时间:2025-07-29 07:49:48  作者:一只狌狌
  上楼的脚步声因为安静而被放大,像踩在了心脏上。
  陶西右看见裴鹤京卧室的右侧房间门开着,里头放着各种各样的医疗仪器用来检测裴鹤京的身体状况,裴瑄和几个白大褂正站在里头看。
  “裴少爷现在情绪趋于稳定,心率呼吸正常,可以见面。”一个黑胡子医生说。
  裴瑄便点点头,像对小狗挥手似的抬了抬示意郑伯带着陶西右进去。
  陶西右踮着脚往里瞅了瞅,有一块像是监控画面的屏幕,只是角度问题他看不清,想来裴鹤京的房间里的一切动静这边都能看见。
  郑伯拿出钥匙插进锁孔,咔哒咔哒两声过后,他将门轻轻拧开,站在一旁的佣人眼疾手快地将托盘递到陶西右手里,盘子上是一份温热的粥。
  “鹤京少爷,吃饭了。”郑伯这么说过之后,将门开出一半距离,示意陶西右进去。
  还没有走进去陶西右就已经闻到卧室里扑出来的药味,这味道令他感到陌生,这个房间他曾住过很久,以前是淡淡的草木香。
  一步一步往里走,陶西右的视线慢慢越过门、墙壁,等他整个人彻底踏入房间时,郑伯将门又悄声合上。
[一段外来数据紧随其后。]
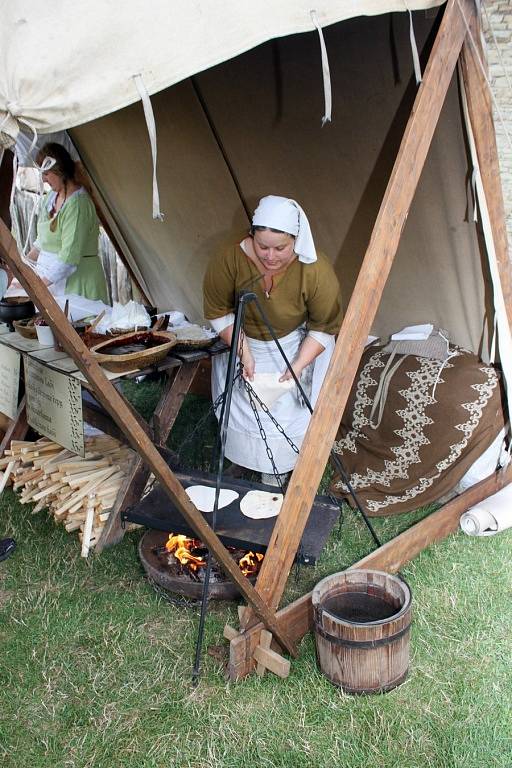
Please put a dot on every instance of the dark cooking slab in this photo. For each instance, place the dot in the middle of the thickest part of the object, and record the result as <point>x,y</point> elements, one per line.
<point>233,528</point>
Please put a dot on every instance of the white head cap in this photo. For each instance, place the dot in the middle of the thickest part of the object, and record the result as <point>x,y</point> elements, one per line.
<point>286,215</point>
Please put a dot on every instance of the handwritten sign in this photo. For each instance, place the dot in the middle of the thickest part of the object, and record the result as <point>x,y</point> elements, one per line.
<point>54,405</point>
<point>9,381</point>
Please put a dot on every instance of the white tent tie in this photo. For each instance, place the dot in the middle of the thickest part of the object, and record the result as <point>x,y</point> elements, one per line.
<point>414,49</point>
<point>46,165</point>
<point>475,198</point>
<point>325,72</point>
<point>492,353</point>
<point>150,122</point>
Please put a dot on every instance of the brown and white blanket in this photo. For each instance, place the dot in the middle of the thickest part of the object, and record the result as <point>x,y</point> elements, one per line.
<point>413,426</point>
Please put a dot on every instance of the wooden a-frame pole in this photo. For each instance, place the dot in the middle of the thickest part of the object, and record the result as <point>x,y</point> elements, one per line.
<point>113,403</point>
<point>363,305</point>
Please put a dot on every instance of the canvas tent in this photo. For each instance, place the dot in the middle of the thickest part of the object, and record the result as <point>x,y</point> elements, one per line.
<point>251,126</point>
<point>238,100</point>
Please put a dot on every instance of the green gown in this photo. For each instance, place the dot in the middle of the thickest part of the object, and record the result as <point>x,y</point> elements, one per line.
<point>75,242</point>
  陶西右终于看见了床上躺着的人,不知是不是巧合,此刻这张床所用的四件套也是纯白色,让陶西右瞬间回到之前的那个梦境。
  陶西右心脏猛地紧了,他被眼前的画面惊到。
  裴鹤京此刻平躺着,睁着眼,视线不知是盯着天花板还是在发呆。
  两只手被绑带固定,裴鹤京的胸膛、额头还有手臂手指分别放置着电极片、血压袖带和血氧饱和夹。他脸色苍白,面颊微微凹陷,漂亮的嘴唇起了一层硬硬的白皮,整个人瘦了很多,胸膛的起伏很微弱,好似有一下没一下的。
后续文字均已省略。